Chinese leader Xi Jinping has attempted to appear neutral in regards to the conflict, even going so far as to propose a 12-point peace plan. His failure to condemn the invasion and his affinity for Russia, however, have led many to caution against taking him at its word.
As NPR reports, Xi will be making his way to Moscow "at the invitation" of Putin, who said he hoped to discuss "issues of further development of comprehensive partnership and strategic interaction between Russia and China." In 2022, Xi declared that his nation's relationship with Putin's had "no limits."
The meetings will take place Monday to Wednesday of next week, with both leaders set to address the media on Tuesday.
Putin has long sought China's support as his nation fight a war in which essentially every other country has allied itself with Ukraine. China, however, has not explicitly expressed support for one side or the other.

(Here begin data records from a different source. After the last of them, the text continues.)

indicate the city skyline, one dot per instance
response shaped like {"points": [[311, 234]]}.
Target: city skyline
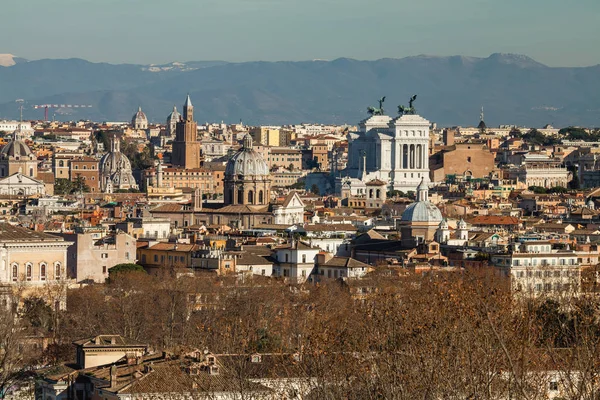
{"points": [[242, 30]]}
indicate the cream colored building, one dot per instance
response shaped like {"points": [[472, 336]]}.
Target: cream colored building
{"points": [[32, 260], [106, 349], [266, 135], [536, 269]]}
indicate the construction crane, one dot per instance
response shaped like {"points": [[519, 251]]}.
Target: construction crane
{"points": [[47, 106]]}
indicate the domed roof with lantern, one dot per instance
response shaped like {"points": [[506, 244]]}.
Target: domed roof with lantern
{"points": [[246, 162], [115, 169], [422, 210], [174, 116], [16, 149], [139, 120]]}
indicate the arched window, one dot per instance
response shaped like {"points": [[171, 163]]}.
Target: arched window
{"points": [[43, 271]]}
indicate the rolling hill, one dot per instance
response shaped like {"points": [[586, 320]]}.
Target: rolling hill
{"points": [[513, 89]]}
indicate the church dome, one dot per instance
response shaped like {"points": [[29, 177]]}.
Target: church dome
{"points": [[139, 120], [115, 168], [422, 210], [246, 162], [16, 149], [114, 161], [174, 116]]}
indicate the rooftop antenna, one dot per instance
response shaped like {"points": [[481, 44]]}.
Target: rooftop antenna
{"points": [[20, 102]]}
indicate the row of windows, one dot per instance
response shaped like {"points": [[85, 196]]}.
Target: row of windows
{"points": [[29, 271], [548, 287], [534, 262], [547, 274]]}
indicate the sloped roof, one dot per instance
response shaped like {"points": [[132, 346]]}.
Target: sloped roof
{"points": [[107, 341], [346, 262], [375, 182], [493, 220], [11, 233], [181, 247]]}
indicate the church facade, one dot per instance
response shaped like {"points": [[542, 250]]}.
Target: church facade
{"points": [[395, 151]]}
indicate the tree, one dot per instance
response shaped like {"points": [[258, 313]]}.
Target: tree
{"points": [[12, 358], [37, 313], [124, 268]]}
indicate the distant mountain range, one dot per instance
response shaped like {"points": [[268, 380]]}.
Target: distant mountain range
{"points": [[513, 89]]}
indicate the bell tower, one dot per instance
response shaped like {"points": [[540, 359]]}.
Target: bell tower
{"points": [[186, 148]]}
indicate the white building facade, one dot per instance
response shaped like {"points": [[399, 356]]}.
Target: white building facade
{"points": [[536, 269], [395, 151]]}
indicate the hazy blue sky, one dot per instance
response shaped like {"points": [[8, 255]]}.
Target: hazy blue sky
{"points": [[554, 32]]}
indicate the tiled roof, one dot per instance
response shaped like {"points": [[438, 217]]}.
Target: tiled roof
{"points": [[346, 262], [10, 233], [168, 208], [493, 220], [247, 258], [181, 247], [107, 341], [171, 377], [330, 228]]}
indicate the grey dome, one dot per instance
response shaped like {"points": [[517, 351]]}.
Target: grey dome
{"points": [[16, 148], [115, 168], [246, 162], [422, 211], [139, 118], [114, 161], [174, 116]]}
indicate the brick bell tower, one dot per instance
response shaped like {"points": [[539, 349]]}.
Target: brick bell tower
{"points": [[186, 148]]}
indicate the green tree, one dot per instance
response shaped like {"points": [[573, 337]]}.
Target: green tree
{"points": [[37, 312], [124, 268]]}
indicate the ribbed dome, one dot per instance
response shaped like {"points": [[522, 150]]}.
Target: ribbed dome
{"points": [[114, 161], [16, 148], [174, 116], [422, 211], [139, 118], [246, 162], [115, 168]]}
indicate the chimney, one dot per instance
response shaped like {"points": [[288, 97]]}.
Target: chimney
{"points": [[113, 375], [448, 137]]}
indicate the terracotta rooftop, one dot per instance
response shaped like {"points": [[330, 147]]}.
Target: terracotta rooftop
{"points": [[10, 233], [181, 247], [493, 220]]}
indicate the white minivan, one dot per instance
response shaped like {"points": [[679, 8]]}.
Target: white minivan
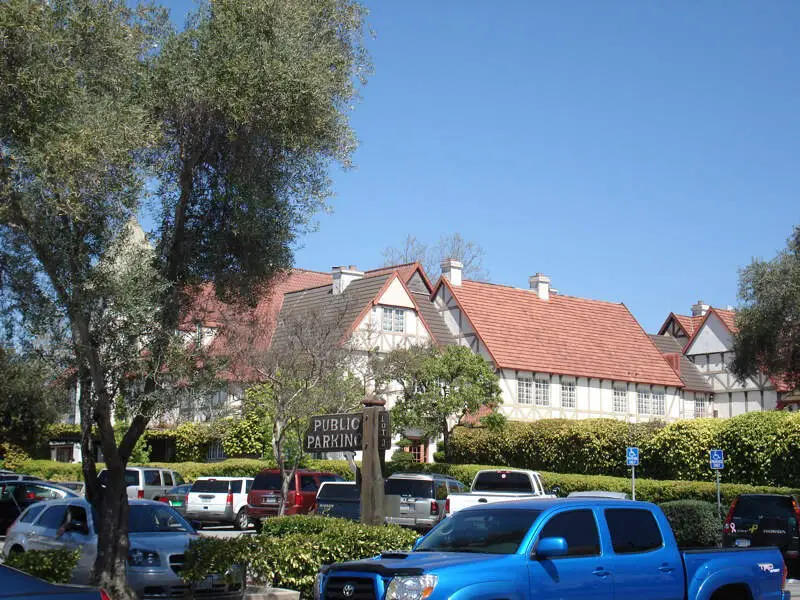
{"points": [[219, 500]]}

Beijing has claimed that the Chinese leader sought to "an objective and fair position," and was committed to "promoting peace and advancing negotiations." Russia, on the other hand, has long maintained that the only way it will fulfill its goals in Ukraine is via ongoing armed conflict.
"When Xi goes to Moscow, he will be in listening mode with Putin," former US National Security Council director Dennis Wilder suggested. "If he is asked to open up a channel to Zelenskiy, I think Xi would be more than willing to take on that kind of role."
He warned that Xi may "feel compelled to help" Putin if the Russian leader says victory is not possible without Beijing's support.